Appearance
Modbus RTU Protocol Guide
1. Introduction
Modbus RTU is an industrial communication protocol used for data exchange between industrial devices. It serves as a "common language" enabling communication between devices from different manufacturers.
1.1 Key Features
- Simple structure, easy to implement
- High reliability
- Widely used in industrial automation
- Supports multiple physical layers (e.g., RS-485, RS-232)
2. Working Principle
2.1 Communication Mode
- Master-slave architecture
- One master device can control multiple slave devices
- Each slave device has a unique address (1-247)
2.2 Data Transmission
Data frame format: Address(1 byte) | Function Code(1 byte) | Data | CRC(2 bytes)
CRC (Cyclic Redundancy Check) is a crucial error detection mechanism in Modbus RTU protocol.

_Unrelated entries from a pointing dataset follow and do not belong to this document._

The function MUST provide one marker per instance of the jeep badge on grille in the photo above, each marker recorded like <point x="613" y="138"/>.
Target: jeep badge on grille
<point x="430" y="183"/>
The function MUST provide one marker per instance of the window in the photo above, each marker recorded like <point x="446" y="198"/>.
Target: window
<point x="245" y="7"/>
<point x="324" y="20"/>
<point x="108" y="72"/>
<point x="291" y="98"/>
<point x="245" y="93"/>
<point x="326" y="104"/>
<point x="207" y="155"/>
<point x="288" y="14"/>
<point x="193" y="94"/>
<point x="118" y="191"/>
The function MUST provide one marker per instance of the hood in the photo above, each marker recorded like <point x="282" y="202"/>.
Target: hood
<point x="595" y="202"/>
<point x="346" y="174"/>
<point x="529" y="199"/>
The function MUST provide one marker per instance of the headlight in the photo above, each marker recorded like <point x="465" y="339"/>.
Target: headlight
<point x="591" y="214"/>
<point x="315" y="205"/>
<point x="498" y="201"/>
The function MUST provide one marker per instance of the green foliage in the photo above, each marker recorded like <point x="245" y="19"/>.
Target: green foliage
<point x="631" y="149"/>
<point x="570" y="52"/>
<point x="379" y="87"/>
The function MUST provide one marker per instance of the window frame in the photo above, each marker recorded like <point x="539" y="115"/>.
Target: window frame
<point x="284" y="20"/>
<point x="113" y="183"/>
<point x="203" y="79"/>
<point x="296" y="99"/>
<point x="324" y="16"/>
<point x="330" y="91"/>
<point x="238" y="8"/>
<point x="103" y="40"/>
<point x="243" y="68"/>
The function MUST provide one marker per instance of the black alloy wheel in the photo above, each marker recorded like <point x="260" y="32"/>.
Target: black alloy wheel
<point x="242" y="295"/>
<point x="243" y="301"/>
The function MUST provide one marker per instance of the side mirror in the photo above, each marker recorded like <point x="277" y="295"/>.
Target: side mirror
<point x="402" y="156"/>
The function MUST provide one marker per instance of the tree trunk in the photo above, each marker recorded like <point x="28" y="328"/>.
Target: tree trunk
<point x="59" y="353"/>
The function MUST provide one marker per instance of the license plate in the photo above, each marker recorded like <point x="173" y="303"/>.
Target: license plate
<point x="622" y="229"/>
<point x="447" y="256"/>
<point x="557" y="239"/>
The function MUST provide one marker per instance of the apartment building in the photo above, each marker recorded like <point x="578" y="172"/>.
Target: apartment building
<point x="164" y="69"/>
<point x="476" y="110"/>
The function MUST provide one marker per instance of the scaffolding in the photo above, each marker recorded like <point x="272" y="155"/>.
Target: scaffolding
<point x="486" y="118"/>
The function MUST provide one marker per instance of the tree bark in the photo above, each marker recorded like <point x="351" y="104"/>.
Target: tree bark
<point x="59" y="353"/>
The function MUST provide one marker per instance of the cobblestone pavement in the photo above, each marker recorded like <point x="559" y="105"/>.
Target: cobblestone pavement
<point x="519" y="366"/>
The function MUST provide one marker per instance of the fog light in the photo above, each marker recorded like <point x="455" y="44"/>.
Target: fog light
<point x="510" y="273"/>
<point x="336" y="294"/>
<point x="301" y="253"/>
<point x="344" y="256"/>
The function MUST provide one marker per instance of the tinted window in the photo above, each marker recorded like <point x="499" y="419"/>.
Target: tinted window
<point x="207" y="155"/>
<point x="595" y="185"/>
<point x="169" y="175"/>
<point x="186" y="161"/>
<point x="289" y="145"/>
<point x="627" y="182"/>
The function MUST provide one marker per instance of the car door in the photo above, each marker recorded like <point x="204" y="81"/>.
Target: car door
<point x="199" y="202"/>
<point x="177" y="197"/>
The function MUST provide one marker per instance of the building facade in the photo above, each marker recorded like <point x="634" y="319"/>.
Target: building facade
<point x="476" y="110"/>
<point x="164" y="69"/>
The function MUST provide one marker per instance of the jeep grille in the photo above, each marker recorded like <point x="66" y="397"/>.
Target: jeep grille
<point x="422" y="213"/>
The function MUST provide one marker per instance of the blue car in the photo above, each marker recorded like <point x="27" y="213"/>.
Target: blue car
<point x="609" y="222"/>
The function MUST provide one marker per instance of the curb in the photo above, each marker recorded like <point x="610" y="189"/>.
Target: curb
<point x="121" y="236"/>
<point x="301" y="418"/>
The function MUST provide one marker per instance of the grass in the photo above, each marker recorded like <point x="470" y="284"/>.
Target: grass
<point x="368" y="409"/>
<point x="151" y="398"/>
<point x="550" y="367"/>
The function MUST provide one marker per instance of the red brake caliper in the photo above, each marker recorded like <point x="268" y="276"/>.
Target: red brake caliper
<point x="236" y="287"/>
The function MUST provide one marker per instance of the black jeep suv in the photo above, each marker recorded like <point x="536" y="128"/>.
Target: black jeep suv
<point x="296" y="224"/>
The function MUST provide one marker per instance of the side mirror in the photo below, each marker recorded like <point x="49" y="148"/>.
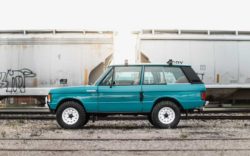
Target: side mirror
<point x="111" y="84"/>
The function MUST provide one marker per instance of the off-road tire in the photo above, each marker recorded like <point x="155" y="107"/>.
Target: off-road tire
<point x="172" y="108"/>
<point x="80" y="122"/>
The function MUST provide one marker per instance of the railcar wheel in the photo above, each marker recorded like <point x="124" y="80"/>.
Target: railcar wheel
<point x="71" y="115"/>
<point x="166" y="114"/>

- Uses CRC-16 algorithm (polynomial: x16 + x15 + x2 + 1)
- Initial value: 0xFFFF
- Calculation range: all bytes from address to data
- Low byte first, high byte last
CRC calculation tools:
Note: For practical applications, it's recommended to use programming libraries for CRC calculation to ensure accuracy and efficiency.
2.3 Common Function Codes (Decimal)
| Function Code | Description | Example(Hex) | Explanation |
|---|---|---|---|
| 01 | Read Coil Status | 01 01 00 00 00 0A 3D CC | Read 10 coil states from slave 01, starting at address 0000 |
| 02 | Read Input Status | 01 02 00 00 00 08 79 CC | Read 8 input states from slave 01, starting at address 0000 |
| 03 | Read Holding Registers | 01 03 00 00 00 02 C4 0B | Read 2 holding registers from slave 01, starting at address 0000 |
| 04 | Read Input Registers | 01 04 00 00 00 01 31 CA | Read 1 input register from slave 01, starting at address 0000 |
| 05 | Write Single Coil | 01 05 00 00 FF 00 8C 3A | Set coil at address 0000 to ON in slave 01 |
| 06 | Write Single Register | 01 06 00 01 00 03 98 0B | Write value 0003 to register at address 0001 in slave 01 |
| 15 | Write Multiple Coils | 01 0F 00 00 00 02 01 03 9E 9F | Write value (03) to 2 coils in slave 01, starting at address 0000 |
| 16 | Write Multiple Registers | 01 10 00 00 00 02 04 00 0A 00 0B C7 B2 | Write values (000A,000B) to 2 registers in slave 01, starting at address 0000 |
3. Practical Application Example
3.1 Temperature and Humidity Acquisition
Scenario: Reading data from a temperature and humidity sensor
- Communication Parameters:
- Baud Rate: 9600
- Data Bits: 8
- Stop Bits: 1
- Parity: None
- Slave Address: 01
- Reading Temperature Value (Holding Register Address 0x00) Request Message:
01 03 00 00 00 01 84 0A- 01: Slave Address
- 03: Function Code (Read Holding Registers)
- 00 00: Starting Address
- 00 01: Number of Registers
- 84 0A: CRC Check
Response Message:
01 03 02 00 64 B9 AF- 01: Slave Address
- 03: Function Code
- 02: Byte Count
- 00 64: Data (100, indicating 10.0°C)
- B9 AF: CRC Check
3.2 Common Issues
- Communication Failure:
- Check wiring connections
- Verify communication parameters
- Confirm device address
- Data Anomalies:
- Check function code
- Verify register address range
- Confirm data format conversion
4. Debugging Tools
- Modbus Poll: For master simulation
- Modbus Slave: For slave simulation
- ModScan: Comprehensive debugging tool
Note: All tools above offer trial versions. License required for commercial use.
5. Important Notes
IMPORTANT Modbus RTU has no built-in encryption mechanism. Use in trusted networks and implement additional security measures when necessary.